I'm making an audio visualizer. It uses shape keys to move individual bars and I'm using bake sound to fcurves function to animate each bar. This is how a channel of a shape key looks like after I bake the sound into it:
Now the thing is, shape keys accept only values in (0,1) interval. Baking can produce values anywhere above 0. So if the baked sound exceeds value of 1 on the Y axis, I need to multiply the entire channels Y axis by a value like 0.8 or 0.5 so it fits the shape key.

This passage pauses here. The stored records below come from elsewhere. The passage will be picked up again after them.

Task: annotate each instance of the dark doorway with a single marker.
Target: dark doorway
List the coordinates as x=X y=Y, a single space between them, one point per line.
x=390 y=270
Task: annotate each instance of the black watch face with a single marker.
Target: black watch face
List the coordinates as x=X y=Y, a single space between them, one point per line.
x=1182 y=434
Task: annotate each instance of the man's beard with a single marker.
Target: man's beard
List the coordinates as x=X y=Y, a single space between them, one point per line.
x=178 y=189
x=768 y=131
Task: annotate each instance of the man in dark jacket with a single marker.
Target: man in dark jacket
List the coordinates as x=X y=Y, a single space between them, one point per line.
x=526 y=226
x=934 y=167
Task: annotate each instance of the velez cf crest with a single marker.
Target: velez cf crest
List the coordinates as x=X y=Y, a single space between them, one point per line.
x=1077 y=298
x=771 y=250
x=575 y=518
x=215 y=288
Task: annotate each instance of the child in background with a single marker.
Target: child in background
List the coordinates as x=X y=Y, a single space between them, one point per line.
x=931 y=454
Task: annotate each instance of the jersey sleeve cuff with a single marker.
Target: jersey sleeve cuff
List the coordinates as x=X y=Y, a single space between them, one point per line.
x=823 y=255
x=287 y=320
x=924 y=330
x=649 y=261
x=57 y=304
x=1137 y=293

Similarly, if the baked sound is too low, like the provided screenshot, I might want to multiply the channels Y axis by 2 to increase it's strength.

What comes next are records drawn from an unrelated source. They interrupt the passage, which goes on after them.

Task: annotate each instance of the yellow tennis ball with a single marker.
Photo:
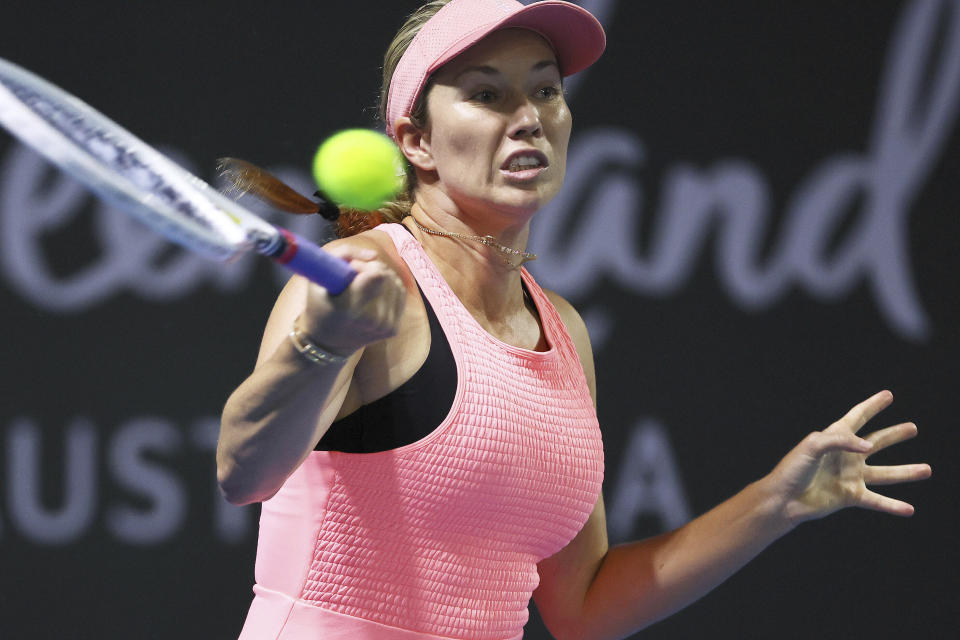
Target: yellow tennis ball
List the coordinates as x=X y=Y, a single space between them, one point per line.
x=359 y=168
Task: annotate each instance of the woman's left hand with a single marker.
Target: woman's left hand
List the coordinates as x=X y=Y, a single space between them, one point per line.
x=828 y=471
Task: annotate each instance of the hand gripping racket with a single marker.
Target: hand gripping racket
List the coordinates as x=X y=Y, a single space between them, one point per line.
x=141 y=181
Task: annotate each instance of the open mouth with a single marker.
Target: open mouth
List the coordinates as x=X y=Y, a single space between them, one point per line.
x=525 y=161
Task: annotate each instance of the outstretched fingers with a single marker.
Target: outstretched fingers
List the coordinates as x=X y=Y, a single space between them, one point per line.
x=896 y=474
x=876 y=502
x=891 y=435
x=863 y=412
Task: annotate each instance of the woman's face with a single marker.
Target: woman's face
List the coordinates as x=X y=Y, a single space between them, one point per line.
x=498 y=125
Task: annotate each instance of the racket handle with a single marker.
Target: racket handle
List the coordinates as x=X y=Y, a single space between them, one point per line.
x=304 y=257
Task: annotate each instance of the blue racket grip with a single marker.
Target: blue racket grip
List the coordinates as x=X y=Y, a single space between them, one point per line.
x=304 y=257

I could eyeball those values and do it myself ... or maybe you guys could help me write a script that normalizes each channel so it fits an interval (0,1) perfectly.
for j in range(0,len(ranges)-1): #goes through each shape key (channel) 1 by 1
bpy.ops.anim.channels_select_all(action='DESELECT') #deselects channels
bpy.ops.anim.channels_find(query='(Key '+str(j+1)+')') #queries for a single channel
bpy.ops.anim.channels_select_all(action='SELECT') #selects the channel
bpy.ops.graph.sound_bake(filepath=file,low = ranges[j], high = ranges[j+1]) #bakes sound into the channel
bpy.ops.graph.unbake() #unbakes the channel so its editable
bpy.ops.graph.select_all(action='SELECT') #selects unbaked values
bpy.context.space_data.pivot_point = 'CURSOR' #sets transform pivot to 0,0
bpy.ops.transform.resize(value=(1, 2, 1)) #multiplies given channel on the Y axis by a value of 2
So the last line of code is the issue. I need my script to determine the Y axis multiplier on it's own. I'm thinking if I can access an array that holds all values of a channel, I could find the highest value and do some math to figure out how to multiply it.